I am having issues to loop cutadapt over gunzipped samples. This is the script I am using:
#!/bin/bash
#SBATCH --account GRINFISH
#SBATCH -c 8
#SBATCH --mem 96g
#SBATCH --output logfile.out
#SBATCH --error logfile.err
# This script performs trimming for PE sequences with cutadapt and then runs fastqc in the result.
# Set the number of parallel processes/threads to match the allocated CPUs
PARALLEL_PROCESSES=$SLURM_CPUS_PER_TASK
# Setting parameters
LISTFOR=lists/forward-list.txt
LISTREV=lists/reverse-list.txt
TRIMDIR=trim/1stBatch/
ADAPTERS=refs/NexteraPE_NT.fa
# Performing cutadapt
parallel --jobs $PARALLEL_PROCESSES "cutadapt -a file:"${ADAPTERS}" -A file:"${ADAPTERS}" -o "${TRIMDIR}"{.}_trimmed_1.fq.gz -p "${TRIMDIR}"{.}_trimmed_2.fq.gz {1} {2}" ::: ${LISTFOR} ::: ${LISTREV}
I have some idea that the issue may be in the way the "" or '' are used in the cutadapt call, I am not sure though. The paths are correct and both cutadapt and parallel are installed.
Thank you!
Somewhat unrelated but if you are using SLURM on a cluster why add the complication of
parallel
? Simply submit multiple jobs with your samples directly to SLURM.Hi,
Thank you for taking the time for reading it and answering!

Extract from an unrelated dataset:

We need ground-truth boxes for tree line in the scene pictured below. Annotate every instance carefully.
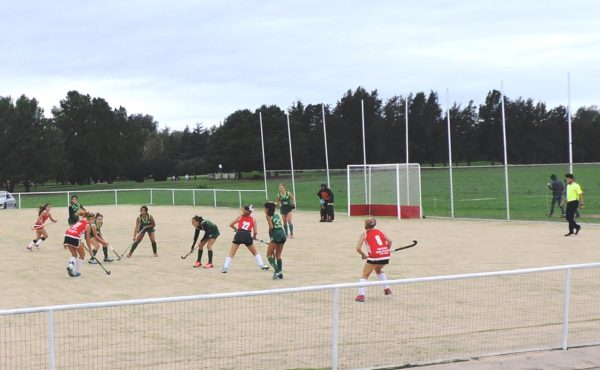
[1,87,599,192]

I am not entirely sure I understand, I am using GNU parallel as substitute of a for loop to loop over the list of samples. Perhaps you mean to do something like this?:
Not being a parallel user I missed that application. But isn't this inefficient? You have a single SLURM job that all the processing is happening within and it is constrained by 8 cores. If you were to submit multiple parallel jobs for each sample those would likely run faster (within resources allocated for your account. But this may simply be a matter of how one is used to doing things.
As for your original question using single quotes on the outside may do the trick. Looks like the expansion of the options seems to be confusing
cutadapt
.Thank you!
I don't think I have tried that alternative specifically.
Concerning whether it is inefficient or not, being honest I do not really know. The ultimate objective I have is to loop over a list where the file names are contained. The other option would be to use wild cards, but I have tried this and it does not work.
Let's see if it goes this time.
Again, thank you for your time
This question had been answered by GenoMax in a previous comment.
Was it this comment? I can move that to answer (which you can accept) to provide closure to this thread.
It was the last one, every now and then I do use parallel. But the for loop with wrap has proven to be most useful (worked).